School Life

 

 

 

 

 

Observation: Prisoners in America have it made…  See I think that they complain too much.  If we really want to make the criminals in America pay for their crimes.  Then we should send them to public school in Japan.  I never knew cold until I stepping into school on Monday.  You know its cold when you just want to turn around and go back outside. 

 Fact:  Prisons in America have some kind of heat.  Schools in Japan have none.  No, I didn’t make a mistake.  There’s no heat in my school.  I have to race down with my the hallways so I can beat the drafts that are nipping at my heels. 

Then I see the students.  They make me even colder.  Here, I am bundled up looking like I’m about five months pregnant and they’re wearing shorts and a thin long sleeve zip up that someone had the nerve to label a jacket.  The girls that aren’t going to and from gym class have to wear skirts.  Now this is when I want to go all-Scottish on the Japanese men who run the school system.  They should all have to wear skirts (sans hose) in the middle of winter.  Their bonny legs would be knocking harder than a Toyota in bad need of a tune up.   

So here I sit in the computer room typing out this email and I’m popping cough drops like they’re a last meal.  I work up feeling fin this morning walked into school and was welcomed into class with a chorus of coughing.  Can we say: tuberculosis, pneumonia, influenza, flu, and sinusitis?  Yes all those things and more.  When I took an informal poll about how all my students were doing.

  Out of 100 kids almost 75% said they were cold while the rest said they were sick.  I was impressed because usually they don’t respond, but this last week they’ve been quick to say one word: COLD.  So when I get some free time or when my fingers stop shaking, I will write my Congressman a letter suggesting that prisons should not be heated and that all the money saved by the taxpayers should go to save the shivering kids and teachers in Japan.
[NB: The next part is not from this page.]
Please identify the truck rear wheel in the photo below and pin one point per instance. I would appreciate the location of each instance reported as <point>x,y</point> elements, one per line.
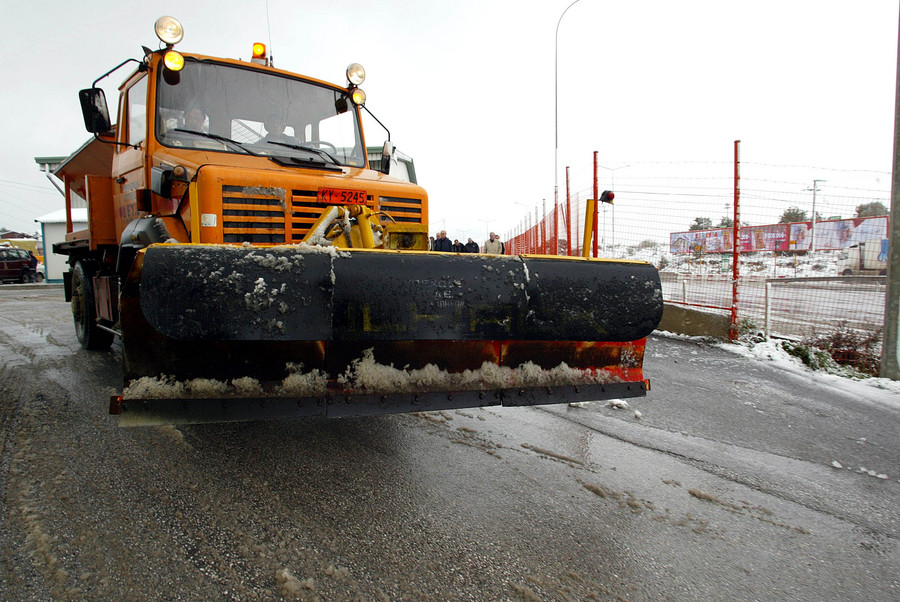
<point>89,334</point>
PS.  As I was tying this letter I noticed that there is also no heat in the computer room.  Then I realized it’s only November and I have to walk alongside the train tracks to and from school for the rest of the term.  After I had finished coughing up at least half of my congested lungs a Japanese teacher informed me in a highly amused voice that the coldest month in Japan is February.  Sitting here looking at the frost inside the window, I wonder if I will survive that long.